Le constructeur automobile chinois BYD accélère sa stratégie d’internationalisation avec un objectif ambitieux à l’horizon 2026. Le groupe vise l’exportation de 1,3 million de véhicules, un chiffre qui illustre l’ampleur de ses ambitions. Cette feuille de route agressive se heurte cependant à des résistances croissantes, notamment sur le continent nord-américain, où les tensions commerciales s’accentuent.
Une expansion asiatique soutenue par des partenariats clés
L’expansion de BYD repose en partie sur le renforcement de son ancrage industriel en Asie du Sud-Est. Récemment, l’entreprise a lancé, en partenariat avec Kim Long Motor, la construction d’une usine de batteries dans la province de Huế, au Vietnam. L’investissement initial est de 130 millions de dollars. Dédiée dans un premier temps aux véhicules utilitaires avec une capacité annuelle de 3 GWh, l’installation est déjà conçue pour être étendue à 6 GWh afin de répondre aux besoins de la production automobile. Cette démarche vise à consolider la chaîne de valeur locale.
Parallèlement, BYD travaille à l’optimisation de ses technologies. Le 26 janvier, le groupe a signé un protocole d’accord avec ExxonMobil China. Cette collaboration technique portera sur le développement de fluides et de matériaux spécifiques destinés à améliorer les performances des véhicules hybrides rechargeables (PHEV).
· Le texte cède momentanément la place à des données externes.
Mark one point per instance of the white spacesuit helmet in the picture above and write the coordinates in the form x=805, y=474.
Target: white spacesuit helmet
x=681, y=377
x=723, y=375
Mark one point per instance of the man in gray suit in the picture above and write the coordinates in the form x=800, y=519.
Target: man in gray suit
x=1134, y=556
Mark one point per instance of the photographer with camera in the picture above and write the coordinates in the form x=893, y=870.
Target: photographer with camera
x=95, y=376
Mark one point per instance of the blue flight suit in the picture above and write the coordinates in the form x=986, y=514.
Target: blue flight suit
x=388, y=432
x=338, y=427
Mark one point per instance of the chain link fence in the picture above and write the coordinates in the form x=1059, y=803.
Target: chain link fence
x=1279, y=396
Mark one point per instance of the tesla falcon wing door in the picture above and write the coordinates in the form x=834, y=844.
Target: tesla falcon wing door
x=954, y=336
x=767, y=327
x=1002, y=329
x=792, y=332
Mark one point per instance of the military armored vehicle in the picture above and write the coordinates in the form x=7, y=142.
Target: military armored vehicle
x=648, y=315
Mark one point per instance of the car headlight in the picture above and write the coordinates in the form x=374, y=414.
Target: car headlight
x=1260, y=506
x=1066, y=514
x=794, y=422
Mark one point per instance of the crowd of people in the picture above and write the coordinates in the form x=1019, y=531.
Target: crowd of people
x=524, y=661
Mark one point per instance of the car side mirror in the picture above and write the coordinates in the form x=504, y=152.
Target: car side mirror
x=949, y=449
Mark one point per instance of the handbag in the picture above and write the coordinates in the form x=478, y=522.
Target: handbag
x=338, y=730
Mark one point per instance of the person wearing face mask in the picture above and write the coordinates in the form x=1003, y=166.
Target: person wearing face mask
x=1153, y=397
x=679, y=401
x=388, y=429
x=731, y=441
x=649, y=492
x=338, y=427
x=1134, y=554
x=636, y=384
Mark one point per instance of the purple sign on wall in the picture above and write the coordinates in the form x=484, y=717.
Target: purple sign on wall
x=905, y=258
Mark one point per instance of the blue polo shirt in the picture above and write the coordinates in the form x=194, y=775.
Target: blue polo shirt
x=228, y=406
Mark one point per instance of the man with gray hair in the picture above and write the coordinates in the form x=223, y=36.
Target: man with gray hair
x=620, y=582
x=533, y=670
Le marché nord-américain, un terrain miné par les tensions
Les projets de BYD en Amérique du Nord, et plus particulièrement au Canada, cristallisent les oppositions. Le constructeur étudierait une entrée sur ce marché, encouragé par un changement réglementaire : un contingent de 49 000 véhicules électriques chinois peut désormais être importé avec un droit de douane réduit à 6,1 %, contre 100 % auparavant.
Cette perspective a provoqué une réaction immédiate de la concurrence. Mary Barra, la directrice générale de General Motors, a mis en garde, mercredi dernier, contre les risques que cette politique canadienne ferait peser sur l’emploi dans le secteur manufacturier nord-américain. Malgré ces critiques, BYD poursuit ses études de faisabilité pour le Canada. Le groupe évalue également la possibilité d’installer une seconde usine en Europe, qui viendrait compléter son site de production existant en Hongrie.
Analyse boursière : une valorisation qui anticipe la réussite
La confiance des investisseurs dans la stratégie de BYD se traduit par une valorisation boursière élevée. Son cours actuel s’échange avec un ratio cours/bénéfice (P/E) de 21,7, dépassant ainsi la moyenne du secteur, établie à 18,2. Selon certaines analyses financières, la valeur intrinsèque de l’action serait d’environ 136 HKD, laissant entrevoir un potentiel de hausse par rapport au dernier cours de clôture à Hong Kong, fixé à 100,70 HKD.
Les données clés à retenir :
- Cours à Hong Kong : 100,70 HKD
- Cours à Shenzhen : 93,34 CNY
- ADR aux États-Unis : environ 13,03 USD
- Capitalisation boursière : environ 916 milliards HKD
- Objectif d’exportation 2026 : 1,3 million de véhicules
La trajectoire future du titre dépendra largement de la capacité de BYD à atteindre ses objectifs commerciaux malgré le durcissement du protectionnisme dans les économies occidentales. Si la valorisation intègre déjà une forte croissance, le facteur géopolitique demeure l’élément de risque déterminant pour la réussite de son plan stratégique 2026.